転生したけど捨てられそうなので、兄妹で楽しく生きることにします~超チートな家出兄妹は辺境で幸せ家族ができました~
 ユリアは女性に声をかけようとしたけれど、彼女はまったく聞いていないようだった。

「息子達が子供の頃に使っていたベッドをひっぱりだしてきたのよ! 嫌だったら新しいのを用意してもいいけれど、物はいいからしばらく使ってみてね!」
「えっと」

 今度はアーゲルが口を挟もうとするが、これもまた無駄な努力。
 彼女は床に敷かれているラグの上にそっとユリアを下ろした。慌てたアーゲルがユリアを強く抱きしめる。
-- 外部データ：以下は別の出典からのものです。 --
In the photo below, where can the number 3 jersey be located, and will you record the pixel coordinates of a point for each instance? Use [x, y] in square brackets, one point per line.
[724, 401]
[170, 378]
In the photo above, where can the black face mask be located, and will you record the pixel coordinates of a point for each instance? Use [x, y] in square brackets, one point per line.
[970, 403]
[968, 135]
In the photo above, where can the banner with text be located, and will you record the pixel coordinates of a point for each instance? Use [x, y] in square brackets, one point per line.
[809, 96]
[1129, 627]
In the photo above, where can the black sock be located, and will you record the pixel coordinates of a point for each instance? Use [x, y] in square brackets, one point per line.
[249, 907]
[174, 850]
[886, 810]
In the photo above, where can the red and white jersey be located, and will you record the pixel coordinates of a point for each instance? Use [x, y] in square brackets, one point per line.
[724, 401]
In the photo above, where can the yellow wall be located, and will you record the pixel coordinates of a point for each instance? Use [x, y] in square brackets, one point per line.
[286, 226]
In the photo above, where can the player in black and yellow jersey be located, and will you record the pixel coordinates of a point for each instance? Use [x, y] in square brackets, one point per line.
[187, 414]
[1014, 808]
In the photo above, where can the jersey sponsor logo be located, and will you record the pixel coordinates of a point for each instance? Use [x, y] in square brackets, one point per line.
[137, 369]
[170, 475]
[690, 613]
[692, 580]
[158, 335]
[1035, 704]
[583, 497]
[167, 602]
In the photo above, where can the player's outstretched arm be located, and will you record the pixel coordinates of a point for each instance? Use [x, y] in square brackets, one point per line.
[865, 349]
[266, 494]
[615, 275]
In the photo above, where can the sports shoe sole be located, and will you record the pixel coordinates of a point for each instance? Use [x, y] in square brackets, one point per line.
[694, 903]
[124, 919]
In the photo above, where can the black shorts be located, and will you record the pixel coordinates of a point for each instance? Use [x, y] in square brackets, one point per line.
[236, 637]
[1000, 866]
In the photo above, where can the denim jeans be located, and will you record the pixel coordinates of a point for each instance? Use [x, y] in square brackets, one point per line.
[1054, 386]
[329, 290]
「ふたりとも、はじめまして。私はグレイス。ソーンフィールド辺境伯夫人よ」

 黙り込んだまま、アーゲルとユリアは顔を見合わせた。この人が、ふたりに何を期待しているのかがわからない。

「ジョイラージュから話は聞いているわ。あなた達、なんだか大変そうね。でも、ここではそのことは忘れていいわ。あなた達には、ちゃんとした家と、落ち着いてこれからのことを考える時間が必要よ」

 辺境伯夫人は、どこまでわかっているのだろう。けれど、それを問いかけることはできなかった。